Aşırı sıcak ve kurak iklim koşullarında, gövde yoğunluğu (dönüm başına ağaç sayısı), yüksek şiddetli bir yangının en önemli belirleyicisi haline geldi.
Araştırma ekibi, 2022 yılında yürüttükleri çalışmada yangın şiddetinin kereste üretimi amacıyla dikilmiş ormanlarda genellikle daha yüksek olduğunu belirtiyorlar. Ayrıca, risklerin diğer doğal alanlara da yayıldığını ve bu alanlardaki doğal yaşamı, tarım alanlarını ve kentsel alanları tehdit ettiğini ifade ediyorlar.
Kaliforniya'nın kuzeyindeki Sierra Nevada'da bulunan çalışma alanı Plumas Ulusal Ormanı, orman yangını oluşum ve şiddetindeki genel eğilimin bir göstergesi olarak kabul ediliyor. Bölgenin karışık iğne yapraklı ormanları, bitki örtüsünü yok ederek ağaç kümeleri arasında geniş alanlar oluşturan periyodik, düşük ila orta şiddetteki yangınlara uyumlu sayılıyor. Kereste kaynaklarını artırma çabaları, 1800'lerde başlamış ve kontrollü yakım uygulamaları yasaklanmış.
Plumas Ulusal Ormanı, 2019 ile 2021 yılları arasında, 5 büyük yangın geçirmiş ve yangın öncesi çalışmalarla bitki örtüsü kayıtları alınmış.
Kereste şirketleri, çalışma alanında kârlarını en üst düzeye çıkarmaya ve toplum için değerli bir kaynak ve kırsal topluluklar için ekonomik bir itici güç olan sürdürülebilir bir odun kaynağı sağlamaya odaklanmış. Çalışma alanında klasik endüstriyel ormancılık politikaları uygulanmış. 80 ila 100 yıl yetiştiricilik ve kesim, ardından yeniden dikim uygulamaları gerçekleştirilmiş. Memlekette uygulananların aynısı sayılabilir.
Araştırıcılar bu uygulamayı üst üste dizilmiş kibrit kümesi olarak tanımlıyor. Yandığında ürettiği enerjinin o bölgeyi tamamen yok edeceğini belirtiyor. Kibritlerin dağıtılması ile ise birbirini tutuşturamayacağını ve mega yangınların önüne geçilebileceğini ifade ediyorlar.
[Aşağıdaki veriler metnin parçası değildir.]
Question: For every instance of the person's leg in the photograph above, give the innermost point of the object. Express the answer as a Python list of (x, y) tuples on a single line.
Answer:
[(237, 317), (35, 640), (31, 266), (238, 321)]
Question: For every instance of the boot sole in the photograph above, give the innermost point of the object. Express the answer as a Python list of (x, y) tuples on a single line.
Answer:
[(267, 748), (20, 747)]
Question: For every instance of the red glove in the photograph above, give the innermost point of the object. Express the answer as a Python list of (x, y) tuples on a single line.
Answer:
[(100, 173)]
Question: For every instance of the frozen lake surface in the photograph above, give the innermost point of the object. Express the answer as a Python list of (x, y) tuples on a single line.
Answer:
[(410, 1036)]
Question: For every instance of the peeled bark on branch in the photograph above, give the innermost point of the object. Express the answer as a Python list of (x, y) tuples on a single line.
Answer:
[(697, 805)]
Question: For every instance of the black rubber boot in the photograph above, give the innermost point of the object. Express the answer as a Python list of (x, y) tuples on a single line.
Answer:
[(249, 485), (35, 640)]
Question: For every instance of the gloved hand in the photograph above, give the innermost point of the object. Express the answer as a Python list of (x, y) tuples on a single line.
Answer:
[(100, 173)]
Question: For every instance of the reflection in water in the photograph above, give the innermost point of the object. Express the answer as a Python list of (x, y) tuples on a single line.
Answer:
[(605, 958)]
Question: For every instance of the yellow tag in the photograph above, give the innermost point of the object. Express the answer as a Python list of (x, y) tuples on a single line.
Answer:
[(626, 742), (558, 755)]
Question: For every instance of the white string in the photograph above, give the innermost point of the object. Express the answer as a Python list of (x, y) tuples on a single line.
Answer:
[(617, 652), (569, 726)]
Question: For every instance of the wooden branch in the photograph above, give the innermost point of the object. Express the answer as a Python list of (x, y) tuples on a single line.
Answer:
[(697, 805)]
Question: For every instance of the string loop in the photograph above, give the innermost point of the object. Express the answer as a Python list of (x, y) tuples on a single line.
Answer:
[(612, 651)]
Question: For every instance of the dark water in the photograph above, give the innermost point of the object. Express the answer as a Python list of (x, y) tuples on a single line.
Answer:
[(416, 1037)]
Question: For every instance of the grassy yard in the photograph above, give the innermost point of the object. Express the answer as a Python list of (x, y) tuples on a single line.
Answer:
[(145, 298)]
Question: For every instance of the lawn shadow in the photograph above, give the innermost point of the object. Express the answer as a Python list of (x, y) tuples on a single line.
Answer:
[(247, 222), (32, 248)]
Doğal alanların kullanım şekillerinin yangına daha dayanıklı olduğunun tespit edildiği çalışmada, otlatma, rekreasyon, restorasyon, kereste üretimi ve yaban hayatı için koridor oluşturmanın gerekliliğine işaret ediyorlar.
İğne yapraklı kereste ormanlarının yangına daha hassas ve yangından sonra kendini yenileme yeteneğinin zayıf olduğu belirtilen çalışmada, yangından sonra çalıların alana daha hızlı yerleştiği belirtiliyor.
Mega yangınların önüne geçmede seyreltmenin işe yaradığı, çalıların alana yerleşemediği de araştırmanın önemli sonuçları arasında gösteriliyor. Çevre örgütlerinin sıklıkla kereste üreticileriyle mahkemelik olduğu bölgede, alanların otlatmaya açılması yönünde görüş bildirenler de az değil.